星空に恋するハッピーゴースト

meishino

文字の大きさ
114 / 127

114 倉庫の事務室で

しおりを挟む
 車がボトボト落ちてくる地獄から脱出した我々は、人気のない近くの倉庫の事務室へと入って、そこで待機をした。そこには小さな冷蔵庫があって、中には炭酸ジュースが入っていたので、それをイオリ、レイヴ、ダニーがたらい回しに飲んだ。

 私はいらないって言ったけど、イオリがくれた。しかもダニーとレイヴが見てるのに口移しで飲ませてくれた。口移しのついでに、彼は私に舌が絡むキスをくれた。顎を押さえられて、すごい激しかった。

「……もしもし?」

 レイヴの一言でそれは終了した。我々は気を取り直して、その場で軽く装備を装着し直した。イオリがフォレスト大佐に通信を入れると、彼女が答えた。

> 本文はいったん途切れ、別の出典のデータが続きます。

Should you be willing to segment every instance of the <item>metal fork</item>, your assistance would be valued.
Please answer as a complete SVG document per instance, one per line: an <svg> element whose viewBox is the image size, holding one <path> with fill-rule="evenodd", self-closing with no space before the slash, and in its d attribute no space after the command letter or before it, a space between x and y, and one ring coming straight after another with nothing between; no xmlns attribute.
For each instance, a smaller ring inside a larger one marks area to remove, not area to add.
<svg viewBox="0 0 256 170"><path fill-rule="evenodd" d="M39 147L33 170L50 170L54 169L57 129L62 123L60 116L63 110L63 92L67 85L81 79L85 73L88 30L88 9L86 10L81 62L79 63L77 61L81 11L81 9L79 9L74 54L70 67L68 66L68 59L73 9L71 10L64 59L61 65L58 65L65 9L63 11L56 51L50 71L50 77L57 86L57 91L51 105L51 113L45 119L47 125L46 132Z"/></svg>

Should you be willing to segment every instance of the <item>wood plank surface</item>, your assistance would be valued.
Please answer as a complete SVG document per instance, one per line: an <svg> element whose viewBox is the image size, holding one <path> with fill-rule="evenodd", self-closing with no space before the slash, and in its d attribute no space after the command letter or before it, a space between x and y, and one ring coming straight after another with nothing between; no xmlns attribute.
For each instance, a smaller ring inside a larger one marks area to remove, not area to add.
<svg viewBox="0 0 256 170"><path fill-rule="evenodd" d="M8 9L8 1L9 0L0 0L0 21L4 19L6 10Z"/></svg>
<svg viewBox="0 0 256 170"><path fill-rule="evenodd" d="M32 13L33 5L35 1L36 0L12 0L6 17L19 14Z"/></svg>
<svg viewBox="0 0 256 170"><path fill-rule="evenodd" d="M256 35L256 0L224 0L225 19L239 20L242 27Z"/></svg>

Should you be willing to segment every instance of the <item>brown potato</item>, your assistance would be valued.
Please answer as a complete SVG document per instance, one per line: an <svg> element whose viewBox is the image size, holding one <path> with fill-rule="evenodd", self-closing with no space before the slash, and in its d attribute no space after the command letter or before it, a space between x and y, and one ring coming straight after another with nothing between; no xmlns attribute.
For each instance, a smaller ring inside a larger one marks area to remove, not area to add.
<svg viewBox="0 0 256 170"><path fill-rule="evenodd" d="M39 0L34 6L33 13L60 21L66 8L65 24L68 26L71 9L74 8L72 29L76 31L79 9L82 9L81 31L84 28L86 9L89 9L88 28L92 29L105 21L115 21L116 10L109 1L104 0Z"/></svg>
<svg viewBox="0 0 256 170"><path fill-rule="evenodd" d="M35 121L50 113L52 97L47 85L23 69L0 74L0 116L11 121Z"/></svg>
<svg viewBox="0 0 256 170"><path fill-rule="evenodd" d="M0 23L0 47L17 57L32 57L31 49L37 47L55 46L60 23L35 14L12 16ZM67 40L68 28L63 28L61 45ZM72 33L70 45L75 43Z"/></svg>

『アルバレスの現在地を確認した。その場所はまだボードンFOCが支配しているから、合流するのに時間がかかる。よくそこまで突っ込めたな……。』

「敵は空を飛んでいくクイーンに気を取られていましたから。」

『本当、我らの最高指揮官は空を飛んでどこへ行ったことやら。まあそういう状況だから、我々の部隊がそちらに行くまで、その場で静かに待機していてくれ。』

「了解しました。」

 ここで待ってることになった。いつまでだろう、結構長い間ここにいることになりそう。でもみんなヘトヘトみたいで、レイヴを始めに、床に寝そべり始めた。

 イオリも床に寝転がったので、私は彼の隣で寝転んだ。後ろから抱きつかれた。彼の大きな手をぎゅっと抱きしめた。

 レイヴと目が合った。

「あの時さ、俺のこと助けてくれたよな?飛んできた弾丸を撃ち落とすなんてさ、やっぱリアちゃんはすごいよ。」

「そうかな、ありがとう。無事で良かった。」

「……この戦いが終わったらさ、あと数日しか一緒に居られないし、思い出残したいな。例えばラップを一緒に歌うとか。」

「えー私がコーラスするの?」

「だね。」

 何それ。私は少し笑った。ダニーも笑っていた。すると背後から声が聞こえた。

「……時間が無いのだから、レイヴは遠慮しろ。この戦いが終わったら、俺はアリシアと二人で引きこもるからな。その辺のアパートを借りて。」

「えー俺は?」

「引き続きトレーラーで暮らせ。」

「はあ!?なんでよ!ノアズ職員の中でトレーラー住まいがいると思ってんのかよばーか。」

「お前が歴史を作るんだ、光栄だとは思わないか?」

「…………一瞬喜んだだろ!ふざけんな!」

 レイヴの発言に私とダニーが同時に笑った。そしてその時に、イオリのノアフォンがブーブー震えた。フォレスト大佐からだった。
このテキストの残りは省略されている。